Elle n’acheva pas, recula, saisie, devant un mouvement si farouche de Mathias, qu’elle se crut menacée.
—«Madame la comtesse,» dit-il, en désignant Bertrande et la folle, «il y a ici des oreilles de trop. Si vous avez des choses comme ça à me dire, sortons.»

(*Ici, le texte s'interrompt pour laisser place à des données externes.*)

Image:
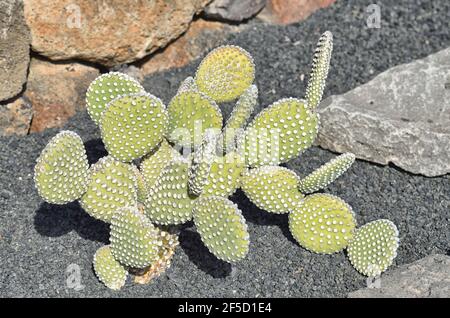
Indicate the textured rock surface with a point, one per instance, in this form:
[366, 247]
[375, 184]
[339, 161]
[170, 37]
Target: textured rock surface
[57, 91]
[233, 10]
[401, 116]
[15, 117]
[14, 48]
[109, 32]
[427, 277]
[291, 11]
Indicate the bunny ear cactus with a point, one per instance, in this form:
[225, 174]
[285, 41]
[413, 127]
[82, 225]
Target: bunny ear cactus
[171, 189]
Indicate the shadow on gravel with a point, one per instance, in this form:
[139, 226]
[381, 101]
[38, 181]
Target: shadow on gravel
[199, 254]
[57, 220]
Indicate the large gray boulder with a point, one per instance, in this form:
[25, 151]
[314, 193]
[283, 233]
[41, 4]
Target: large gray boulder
[401, 116]
[427, 277]
[15, 42]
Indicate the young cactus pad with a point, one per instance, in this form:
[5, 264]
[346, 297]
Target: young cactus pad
[322, 223]
[169, 201]
[109, 271]
[374, 247]
[222, 228]
[190, 114]
[133, 125]
[326, 174]
[113, 185]
[272, 188]
[279, 133]
[225, 73]
[134, 240]
[107, 87]
[319, 72]
[61, 173]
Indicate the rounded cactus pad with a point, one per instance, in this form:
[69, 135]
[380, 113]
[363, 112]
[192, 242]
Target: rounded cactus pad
[133, 125]
[169, 201]
[272, 188]
[225, 175]
[279, 133]
[113, 185]
[222, 228]
[190, 114]
[109, 271]
[326, 174]
[202, 160]
[374, 247]
[319, 72]
[107, 87]
[61, 174]
[322, 223]
[134, 240]
[225, 73]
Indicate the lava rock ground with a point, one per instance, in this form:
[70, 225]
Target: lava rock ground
[39, 242]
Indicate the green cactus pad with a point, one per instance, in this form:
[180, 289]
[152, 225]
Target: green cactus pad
[107, 87]
[169, 201]
[326, 174]
[203, 158]
[109, 271]
[113, 185]
[239, 116]
[319, 72]
[374, 247]
[133, 125]
[272, 188]
[190, 115]
[225, 73]
[222, 228]
[134, 240]
[322, 223]
[225, 175]
[279, 133]
[61, 172]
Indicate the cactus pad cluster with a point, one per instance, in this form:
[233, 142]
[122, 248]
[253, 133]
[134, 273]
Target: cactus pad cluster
[170, 165]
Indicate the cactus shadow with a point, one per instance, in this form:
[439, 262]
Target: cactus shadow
[199, 254]
[57, 220]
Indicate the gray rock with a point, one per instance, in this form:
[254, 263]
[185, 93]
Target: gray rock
[15, 42]
[233, 10]
[401, 116]
[427, 277]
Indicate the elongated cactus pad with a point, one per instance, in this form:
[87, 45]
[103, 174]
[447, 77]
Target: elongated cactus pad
[222, 228]
[279, 133]
[225, 175]
[239, 116]
[374, 247]
[109, 271]
[323, 223]
[225, 73]
[169, 201]
[272, 188]
[326, 174]
[134, 240]
[203, 158]
[153, 163]
[61, 172]
[133, 125]
[319, 72]
[190, 115]
[113, 185]
[107, 87]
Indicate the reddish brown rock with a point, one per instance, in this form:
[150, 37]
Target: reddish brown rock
[291, 11]
[57, 91]
[15, 117]
[110, 32]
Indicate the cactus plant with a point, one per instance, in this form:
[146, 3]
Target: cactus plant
[141, 200]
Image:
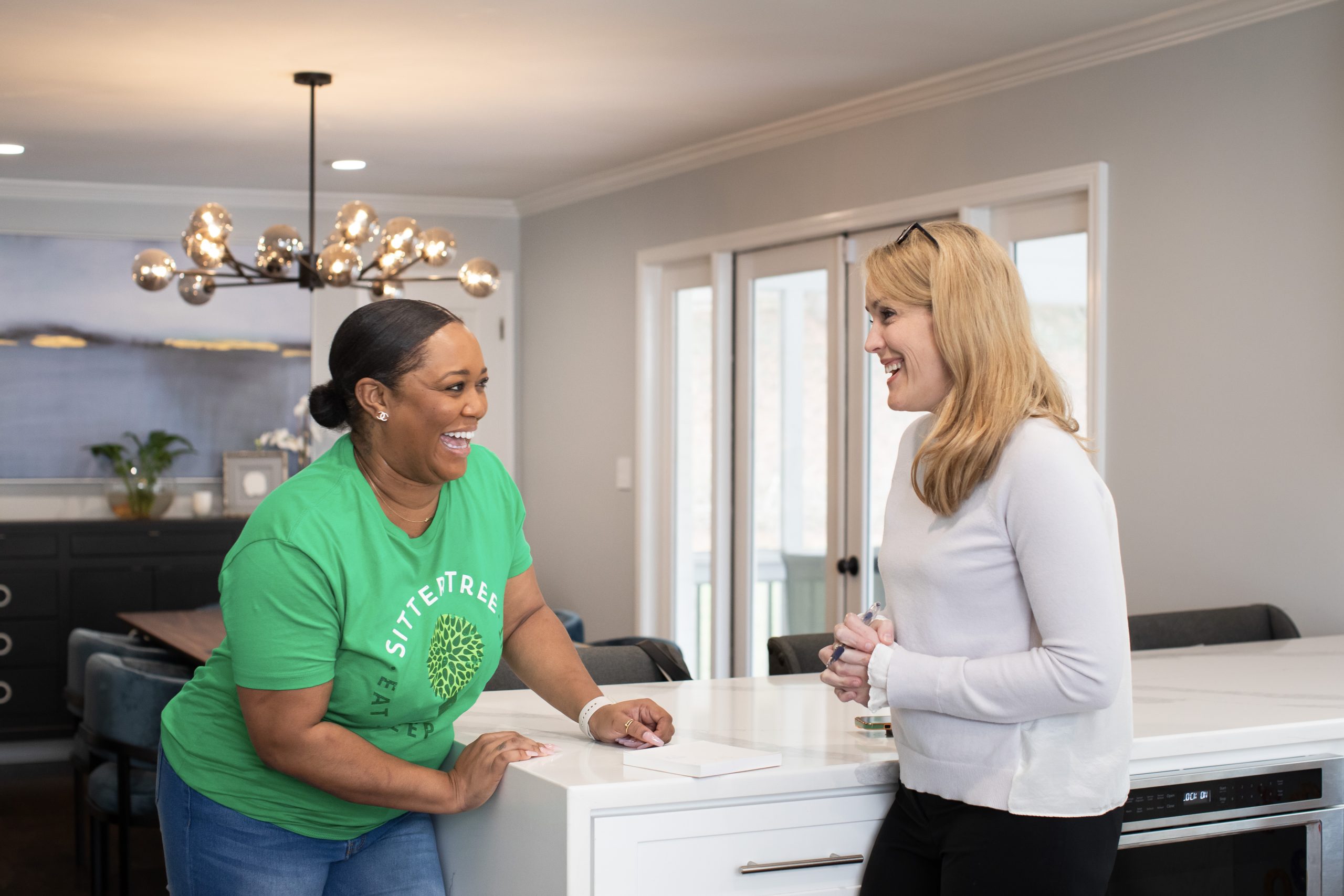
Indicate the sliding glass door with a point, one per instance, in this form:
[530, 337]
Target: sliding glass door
[788, 417]
[780, 446]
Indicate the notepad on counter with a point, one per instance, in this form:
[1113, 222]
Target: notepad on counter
[702, 760]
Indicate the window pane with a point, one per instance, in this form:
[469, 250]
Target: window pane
[790, 409]
[694, 446]
[1054, 273]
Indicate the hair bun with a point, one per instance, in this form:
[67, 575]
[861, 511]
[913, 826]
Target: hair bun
[328, 407]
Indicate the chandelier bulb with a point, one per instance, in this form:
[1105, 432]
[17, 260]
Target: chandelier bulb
[152, 269]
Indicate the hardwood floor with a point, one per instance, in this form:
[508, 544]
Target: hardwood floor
[37, 846]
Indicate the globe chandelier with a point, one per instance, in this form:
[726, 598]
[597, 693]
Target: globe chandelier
[282, 258]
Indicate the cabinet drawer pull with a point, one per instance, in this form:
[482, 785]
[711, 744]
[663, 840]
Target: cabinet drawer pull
[756, 868]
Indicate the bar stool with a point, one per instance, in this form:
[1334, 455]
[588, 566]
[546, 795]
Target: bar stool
[81, 645]
[124, 700]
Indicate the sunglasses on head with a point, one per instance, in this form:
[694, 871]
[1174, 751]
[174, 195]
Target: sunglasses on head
[920, 227]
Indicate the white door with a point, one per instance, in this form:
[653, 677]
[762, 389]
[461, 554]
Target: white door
[788, 445]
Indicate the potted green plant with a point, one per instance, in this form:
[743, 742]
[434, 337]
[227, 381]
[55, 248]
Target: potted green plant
[142, 488]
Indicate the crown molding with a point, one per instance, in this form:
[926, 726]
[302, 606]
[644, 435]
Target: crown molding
[80, 191]
[1095, 49]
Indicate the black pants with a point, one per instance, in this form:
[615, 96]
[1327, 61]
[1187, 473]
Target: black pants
[934, 847]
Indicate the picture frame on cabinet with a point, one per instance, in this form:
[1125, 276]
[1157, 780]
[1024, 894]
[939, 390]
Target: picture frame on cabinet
[249, 477]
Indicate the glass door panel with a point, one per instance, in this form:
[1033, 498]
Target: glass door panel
[692, 434]
[1054, 276]
[786, 385]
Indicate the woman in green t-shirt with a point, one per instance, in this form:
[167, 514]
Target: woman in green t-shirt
[368, 602]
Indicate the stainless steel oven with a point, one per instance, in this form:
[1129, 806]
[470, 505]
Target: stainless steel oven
[1264, 829]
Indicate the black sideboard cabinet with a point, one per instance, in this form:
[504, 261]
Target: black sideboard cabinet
[56, 577]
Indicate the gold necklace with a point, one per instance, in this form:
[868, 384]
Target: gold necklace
[386, 503]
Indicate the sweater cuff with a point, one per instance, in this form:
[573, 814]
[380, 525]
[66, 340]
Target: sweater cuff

Joignant l’action à ses brusques paroles, il quitta la pièce, traversa en trois pas le jardinet, se trouva sur le sentier. La comtesse le suivit. Mais elle pensa d’abord qu’il la fuyait, car il ne s’arrêtait pas, gravissant la côte. Il évitait simplement les maisons voisines, et voulait quitter l’étroit chemin, où deux personnes, ne pouvant marcher de front, devaient forcément élever la voix pour causer ensemble. Atteignant la route d’en haut, il la franchit encore, car il y aperçut la petite charrette anglaise dans laquelle Mme de Ferneuse était venue, et le groom debout, près du cob. Mathias, de son pas rapide, pénétra dans la lande. Alors seulement, il devint tout à coup immobile, sans tourner la tête, semblant consentir à ce qu’on le rejoignît, mais n’y tenant pas, dans une indifférence fière.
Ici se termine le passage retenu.